Prior to the US-led coalition’s bombardment of Libya in 2011, the country had led Africa on the UN’s Human Development Index, but following the bombing campaign much of its essential infrastructure lay in ruins.

Today the government cannot claim it controls the whole country. For many on the ground in these countries, the war on terror has morphed into terrorism, which is implemented through jets and missiles.

A vast swathe of territory from North Africa through to Yemen, and into Afghanistan and Pakistan is embroiled in conflict. Ask the Somalis, the Syrians, the Iraqis and the Afghans who they blame for this endless conflict, and many will say the West, or the US specifically. Others will say al-Shabaab, the regime of Bashar al-Assad, Islamic State or the Taliban. But wherever the truth lies, the involvement of the West in the continual bombardment of these countries has at times begun to look like the wilful killing of civilians, the definition of which is terrorism.

Ironically, the country touted in the western media as the greatest threat to the West is Iran, but the last time Iran invaded another nation was in 1793.

By way of comparison, since 1776, the US has engaged in more than 53 military invasions and expeditions. The director of the US National Security Agency under president Ronald Reagan, General Williamson, had said: “By any measure the US has long used terrorism.”

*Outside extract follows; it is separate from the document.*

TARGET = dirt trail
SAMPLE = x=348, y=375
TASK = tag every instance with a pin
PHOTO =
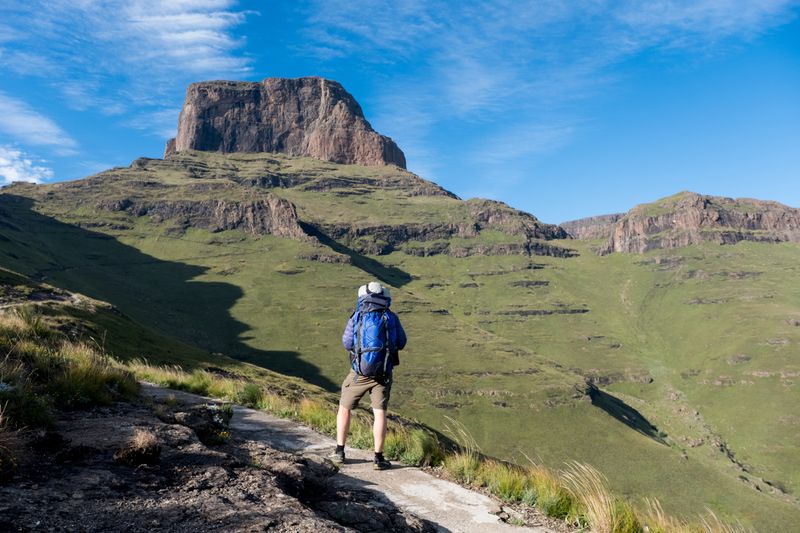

From 1978 to 1979 the US senate had tried to pass a law against international terrorism, but in every version lawyers said the US would be in violation of that law.

It is no secret that the CIA groomed Osama bin Laden and funded his organisation during the 1980s. Former British foreign secretary Robin Cook told the British House of Commons that al-Qaeda was unquestionably a product of Western intelligence agencies.

Al-Qaeda is an abbreviation of “the database” in Arabic.

The name refers to the early computer database of thousands of Islamist extremists trained by the CIA and funded by the Saudis to defeat the Russians in Afghanistan.

The West may purport to be fighting Islamic State, but it has also used the group as a tool of US foreign policy. Islamic State has conveniently attacked the enemies of the US in the Middle East. It has worked to undermine the regime of Syrian President Bashar al-Assad - long considered by the US as part of the Axis of Evil.

Islamic State has served as a pretext for US military intervention abroad, and it has manufactured a domestic threat to justify the expansion of invasive domestic surveillance on US citizens. Seven consecutive US presidents have told Americans they are at war with terrorists. Trillions of dollars have been spent on this war, thousands of US troops killed and thousands wounded.

Perhaps more significantly, the death toll in Iraq, Afghanistan and the Middle East of the West’s “war on terror” has been estimated at well over 4million.

One cannot point to any kind of stability, good governance or prosperity in the countries attacked by the US in the Middle East and North Africa. The outcome has been more chaos. This suggests that violence begets violence and ultimately becomes one of the root causes of terrorism.

The words of author John Wright seem more relevant now than ever. He wrote: “The idea one can set fire to countries in the Middle East, collapse their societies and traumatise entire populations, sowing carnage on a biblical scale, and not expect any reaction in the form of blowback is utterly insane.”